Restituted Franz Marc Painting Achieves £42.6m At Inaugural Christie’s Shanghai Sale – Ukraine Babyn Yar Holocaust Memorial Bombed By Russia – Jerwood Donates £5m Gallery To Hasting’s Contemporary

Christie’s has launched the inaugural 20th/21st Century: Shanghai to London sale series with staggering results. This pioneering cultural dialogue between two major international art hubs, live-streamed from Christie’s in Shanghai and London with incorporated salerooms in Hong Kong and New York proves you can sell from anywhere.

The sale series coincides with Christie’s new gallery opening at Shanghai’s Bund. It marks the first time an auction house has offered pre-1949 artworks in Mainland China. In the 20th/21st Century Evening Sale, Shanghai sold 86 per cent by lot and 93 per cent by value. The star of the sale was a Franz Marc 1913 masterpiece The Foxes, which sold for £42,654,500, more than triple the previous auction record for the artist.

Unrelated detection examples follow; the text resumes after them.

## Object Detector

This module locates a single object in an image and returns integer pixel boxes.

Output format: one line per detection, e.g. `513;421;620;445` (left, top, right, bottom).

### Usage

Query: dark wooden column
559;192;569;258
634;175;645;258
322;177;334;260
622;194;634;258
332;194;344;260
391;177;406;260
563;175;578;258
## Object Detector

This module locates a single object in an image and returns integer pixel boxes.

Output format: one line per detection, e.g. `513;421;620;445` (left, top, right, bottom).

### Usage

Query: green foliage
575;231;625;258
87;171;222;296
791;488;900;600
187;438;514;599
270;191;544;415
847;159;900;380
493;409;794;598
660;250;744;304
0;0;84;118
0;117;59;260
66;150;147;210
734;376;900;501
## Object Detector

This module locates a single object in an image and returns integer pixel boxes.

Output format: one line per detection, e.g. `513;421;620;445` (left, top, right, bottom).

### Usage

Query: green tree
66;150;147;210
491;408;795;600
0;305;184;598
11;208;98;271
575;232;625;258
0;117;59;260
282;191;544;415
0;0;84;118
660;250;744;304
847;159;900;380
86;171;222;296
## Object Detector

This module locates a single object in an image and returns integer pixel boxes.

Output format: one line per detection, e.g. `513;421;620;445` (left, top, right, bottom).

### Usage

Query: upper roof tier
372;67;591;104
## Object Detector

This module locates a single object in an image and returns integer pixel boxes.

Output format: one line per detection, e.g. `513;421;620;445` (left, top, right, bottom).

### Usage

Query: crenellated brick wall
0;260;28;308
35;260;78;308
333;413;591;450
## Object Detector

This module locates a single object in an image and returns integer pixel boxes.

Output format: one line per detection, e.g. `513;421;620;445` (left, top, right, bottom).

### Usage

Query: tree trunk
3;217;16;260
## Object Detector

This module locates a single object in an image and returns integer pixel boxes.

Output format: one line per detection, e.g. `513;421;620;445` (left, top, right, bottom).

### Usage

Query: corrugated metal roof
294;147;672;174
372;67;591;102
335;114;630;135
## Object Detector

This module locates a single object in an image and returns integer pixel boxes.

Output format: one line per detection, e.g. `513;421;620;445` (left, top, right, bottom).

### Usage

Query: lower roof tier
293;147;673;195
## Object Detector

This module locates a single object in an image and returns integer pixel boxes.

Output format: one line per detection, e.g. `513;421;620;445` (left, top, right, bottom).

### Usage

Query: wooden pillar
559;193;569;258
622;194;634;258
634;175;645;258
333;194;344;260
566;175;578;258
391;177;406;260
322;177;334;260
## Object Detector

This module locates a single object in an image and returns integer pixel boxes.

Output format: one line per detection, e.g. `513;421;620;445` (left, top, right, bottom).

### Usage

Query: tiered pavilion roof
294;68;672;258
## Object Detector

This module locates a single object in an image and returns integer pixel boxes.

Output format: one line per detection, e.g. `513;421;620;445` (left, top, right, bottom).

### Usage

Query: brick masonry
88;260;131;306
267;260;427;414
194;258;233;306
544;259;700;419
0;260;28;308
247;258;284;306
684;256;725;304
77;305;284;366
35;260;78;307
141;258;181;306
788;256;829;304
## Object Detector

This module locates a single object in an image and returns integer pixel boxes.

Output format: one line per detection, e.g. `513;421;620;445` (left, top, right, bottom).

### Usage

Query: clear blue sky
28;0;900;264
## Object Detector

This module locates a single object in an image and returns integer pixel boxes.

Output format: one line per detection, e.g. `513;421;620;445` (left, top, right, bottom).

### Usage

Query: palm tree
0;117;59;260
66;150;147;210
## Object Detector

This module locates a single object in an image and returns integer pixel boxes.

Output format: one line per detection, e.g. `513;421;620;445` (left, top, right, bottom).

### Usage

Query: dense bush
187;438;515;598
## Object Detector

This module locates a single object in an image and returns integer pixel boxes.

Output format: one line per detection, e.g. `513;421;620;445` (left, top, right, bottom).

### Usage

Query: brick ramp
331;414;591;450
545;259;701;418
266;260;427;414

Franz Marc is experimenting with a new dynamic visual language – Keith Gill

Franz Marc (1880-1916), The Foxes (Die Füchse), 1913. Sold for £42,654,500 on 1 March 2022 at Christie’s in London. Restituted in 2021 by the city of Düsseldorf to the heirs of the Jewish banker and businessman Kurt Grawi and his wife Else, the work signifies a pivotal moment in the artist’s career following the formation of Der Blaue Reiter in 1911.

‘The year 1913 is a key one for Franz Marc,’ said Keith Gill, head of Impressionist and Modern Art at Christie’s in London. ‘He is experimenting with a new dynamic visual language, inspired by Orphism and Futurism, which would become his leaping-off point into abstraction.’

 Ukrainian Babyn Yar Holocaust memorial Bombed By Russia
Babyn Yar Holocaust Memorial

Ukraine Babyn Yar Holocaust Memorial Bombed By Russia

Russia has bombed the Babyn Yar (Holocaust by Bullets) memorial in the Ukrainian capital of Kyiv. The site is devoted to the memory of the Babyn Yar massacre on September 29 and 30, 1941, when the Nazis executed Kiev’s entire Jewish population. More than 34 thousand Jews perished in one of the largest mass killings by the Nazis. President Volodymyr Zelensky tweeted, “To the world: what is the point of saying ‘never again’ for 80 years, if the world stays silent when a bomb drops on the same site of Babyn Yar?” “At least 5 killed. History repeating”

Hastings Contemporary

Jerwood Foundation Gifts £5m Art Gallery To Hastings Contemporary

The Jerwood Foundation, a philanthropic charity devoted to promoting the arts in the UK, is offering to donate its award-winning art gallery building to Hastings Borough Council.

The building, now known as Hastings Contemporary, was opened as the Jerwood Gallery in 2012. The gallery was renamed seven years later when Jerwood stepped back from its management and local leadership took control.

The gallery, designed by HAT Projects, has won several architectural awards, including a RIBA National Award and a Civic Trust Award. It was built on the Stade in Hastings, the central position on the town’s seafront, at a cost of £5 million which was wholly funded by Jerwood. Now Jerwood has offered to gift the building to Hastings Borough Council for the benefit and well-being of the people of Hastings and East Sussex, as well as the gallery’s many visitors from outside the town and region.

Alan Grieve, Chairman of Jerwood, is and will remain proud of the impact the building has had in Hastings:

“Accessing art of high quality and importance should not be the unique preserve of the inhabitants of our capital and other cities. We believe it is crucial that projects like this bring amazing art to communities like Hastings to help not just with regeneration but also to inspire the talent that exists across our nation. We are proud of what’s been achieved in Hastings and, by giving this amazing building to the town’s people, for Jerwood in Hastings our dream and hopes would be fulfilled. We wish the town, Council and the gallery a very successful and culture-rich future.”

The gift is to be discussed at the council’s cabinet on 7th March, and then at a full council meeting on 13th April, with a recommendation that the council accepts the offer.

Council leader Cllr Kim Forward said : “The development of the Stade has been one of the most significant developments in Hastings in recent years, and the construction of the then Jerwood Gallery was pivotal in securing other investment to improve the whole site. We are very grateful indeed to the Jerwood Foundation for their most generous offer of the gallery, which will be discussed at our March cabinet meeting and then at full council in April. If agreed the gallery will continue to be run by its current management. We look forward to maintaining our successful partnership with them to ensure that the work started by the Jerwood Foundation can carry on.”

Deputy leader Cllr Paul Barnett, lead councillor for regeneration at Hastings Borough Council, added : “Hastings is currently one of the most attractive destinations in the UK for holidays and to relocate to. The cultural sector has driven this transformation of our image over the last ten years or more, and this wonderful building has been a key driver in this regeneration.”